You mention one more disadvantage in one of your other questions. That is cats' tendency to drag raw food around. When they have a big piece of something they do tend to make a mess since they are not eating it off a dish as with canned food. One of mine regularly takes her raw food behind the sofa, growling :) . Luckily it is a lightweight sofa so I can pull it out to clean easily.
Raw food for cats is not truly new though. When my mother (who is old enough to be my grandmother+) was a girl people had iceboxes, not refrigerators and freezers. And they shopped for meats a few times a week at a butcher's. My mother said they bought or got free meat scraps and offal for the cats/dogs and that is what they got with the addition of table scraps for dogs and for cats (people had outdoor cats then) whatever mice or voles they caught.
There was no commercial pet food back then - raw meat scraps, table scraps, or mice. But when it became available everyone thought it was a wonderful, modern scientific thing. Little did they know that it was the result of grain producers and slaughterhouses trying to find a way to make money from their waste products. Products probably didn't even have ingredient labels in those days.
And people didn't think smoking was terribly unhealthy either. Pregnant women were encouraged to smoke to keep their weight down....
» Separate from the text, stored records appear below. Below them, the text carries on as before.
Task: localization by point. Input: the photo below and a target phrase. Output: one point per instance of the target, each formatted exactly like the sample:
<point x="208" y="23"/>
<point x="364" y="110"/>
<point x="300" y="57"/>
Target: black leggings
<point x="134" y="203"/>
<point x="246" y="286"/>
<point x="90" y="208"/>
Update: This is the page of the Lisa Pierson site I referred to:http://www.catinfo.org/?link=makingcatfood
Have you ever used Eating for Energy (120 raw food diet recipes) strategy? Proceed on this site : http://www.StayEatingRaw.com/Free . This could certainly assist person!
The only con I see if if you need to have someone feed your cats when you are on vacation. Then it could be a problem - or if you need to leave your cats overnight - what will they eat?